I ghiacciai della Groenlandia si ritirano e sono al punto di non ritorno

I ghiacciai della Groenlandia hanno superato il punto di non ritorno

I ghiacciai che coprono buona parte della Groenlandia hanno superato il punto di non ritorno. Da vent’anni a questa parte scaricano nell’oceano (foto) più ghiaccio di quanto se ne accumula in seguito alle nevicate invernali. Lo dice una ricerca pubblicata oggi su Nature Communications Earth and Environment.

Nel comunicato stampa che la accompagna, gli studiosi sottolineano che questo fenomeno è destinato a proseguire anche in assenza di un ulteriore riscaldamento, e perfino con un clima un po’ più fresco.

Gli studiosi hanno analizzato quarant’anni di foto satellitari relative a 200 grandi ghiacciai della Groenlandia che si scaricano nell’oceano. Hanno concluso che negli Anni 80 e 90 del secolo scorso ogni anno scaricavano in mare circa 450 miliardi di tonnellate di ghiaccio. Tuttavia una quantità all’incirca uguale di ghiaccio si formava ogni anno in seguito alle nevicate invernali: per cui il bilancio oscillava costantemente attorno al pareggio.
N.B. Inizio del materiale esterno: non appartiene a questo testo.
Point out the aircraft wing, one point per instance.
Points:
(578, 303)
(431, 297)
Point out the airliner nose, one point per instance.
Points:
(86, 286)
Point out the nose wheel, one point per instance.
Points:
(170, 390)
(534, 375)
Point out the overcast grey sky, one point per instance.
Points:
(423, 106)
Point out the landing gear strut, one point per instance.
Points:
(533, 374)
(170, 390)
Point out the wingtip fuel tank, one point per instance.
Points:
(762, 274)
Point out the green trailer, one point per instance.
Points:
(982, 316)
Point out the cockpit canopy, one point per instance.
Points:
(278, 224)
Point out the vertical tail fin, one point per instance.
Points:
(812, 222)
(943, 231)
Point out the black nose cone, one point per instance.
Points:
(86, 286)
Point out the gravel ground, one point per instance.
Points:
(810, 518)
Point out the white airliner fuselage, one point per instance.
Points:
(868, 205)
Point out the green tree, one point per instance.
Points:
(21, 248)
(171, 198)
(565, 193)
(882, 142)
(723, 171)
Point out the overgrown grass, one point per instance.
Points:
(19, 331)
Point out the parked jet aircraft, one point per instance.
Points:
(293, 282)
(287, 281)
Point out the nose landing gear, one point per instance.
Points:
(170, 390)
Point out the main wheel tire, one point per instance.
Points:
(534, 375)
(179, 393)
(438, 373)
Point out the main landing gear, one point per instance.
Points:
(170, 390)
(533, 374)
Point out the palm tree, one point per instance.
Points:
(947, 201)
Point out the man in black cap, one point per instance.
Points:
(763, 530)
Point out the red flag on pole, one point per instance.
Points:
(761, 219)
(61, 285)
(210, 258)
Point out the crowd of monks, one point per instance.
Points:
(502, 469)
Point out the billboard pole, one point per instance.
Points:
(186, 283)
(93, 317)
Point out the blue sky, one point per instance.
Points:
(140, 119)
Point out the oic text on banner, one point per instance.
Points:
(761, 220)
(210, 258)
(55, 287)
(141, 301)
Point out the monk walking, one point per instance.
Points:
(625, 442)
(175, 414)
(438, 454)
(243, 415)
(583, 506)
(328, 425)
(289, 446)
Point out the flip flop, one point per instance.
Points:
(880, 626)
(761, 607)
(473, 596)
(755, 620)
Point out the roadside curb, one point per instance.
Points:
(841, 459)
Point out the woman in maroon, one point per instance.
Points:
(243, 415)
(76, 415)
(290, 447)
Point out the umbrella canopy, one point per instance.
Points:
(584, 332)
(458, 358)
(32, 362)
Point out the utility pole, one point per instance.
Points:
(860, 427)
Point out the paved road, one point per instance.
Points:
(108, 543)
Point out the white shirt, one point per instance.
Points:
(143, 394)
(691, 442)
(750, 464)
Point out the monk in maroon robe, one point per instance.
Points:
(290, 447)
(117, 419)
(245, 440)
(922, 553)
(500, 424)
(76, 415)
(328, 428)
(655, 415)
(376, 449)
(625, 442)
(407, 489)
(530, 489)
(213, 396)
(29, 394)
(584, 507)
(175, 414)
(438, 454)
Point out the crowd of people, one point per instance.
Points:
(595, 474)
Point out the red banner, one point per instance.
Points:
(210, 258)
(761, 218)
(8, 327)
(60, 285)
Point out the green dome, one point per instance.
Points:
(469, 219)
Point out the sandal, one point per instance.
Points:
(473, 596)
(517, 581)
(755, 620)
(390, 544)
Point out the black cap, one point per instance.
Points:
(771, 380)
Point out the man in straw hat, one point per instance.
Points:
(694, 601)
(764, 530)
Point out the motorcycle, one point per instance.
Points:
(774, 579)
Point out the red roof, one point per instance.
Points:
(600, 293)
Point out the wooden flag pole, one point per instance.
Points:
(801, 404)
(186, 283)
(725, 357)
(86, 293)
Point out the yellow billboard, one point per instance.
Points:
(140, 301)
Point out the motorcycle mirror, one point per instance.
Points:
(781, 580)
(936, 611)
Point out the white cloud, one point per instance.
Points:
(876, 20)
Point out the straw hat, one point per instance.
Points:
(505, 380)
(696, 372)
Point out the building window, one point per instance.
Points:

Con il nuovo secolo lo scenario è cambiato. Le nevicate sono rimaste grossomodo costanti, e insieme ad esse la formazione del nuovo ghiaccio. Il ritmo con il quale i ghiacciai scaricano ghiaccio nell’oceano è però aumentato rapidamente nel 2000-2006, e da allora è rimasto grossomodo costante: 500 miliardi di tonnellate all’anno, che contribuiscono all’innalzamento del livello dei mari..

Significa che ogni anno i ghiacciai della Groenlandia rimpiccioliscono. Diventano meno spessi. Si indeboliscono e si ritirano: in media il fronte è arretrato di tre chilometri dal 1985. Un fenomeno  analogo, si può aggiungere, si verifica anche sulle Alpi.

Proprio l’indebolimento del fronte induce a ritenere che i ghiacciai continueranno a scaricare in mare al ritmo attuale anche in futuro, e anche a prescindere da una eventuale stabilizzazione delle temperature o addirittura da un clima lievemente più fresco.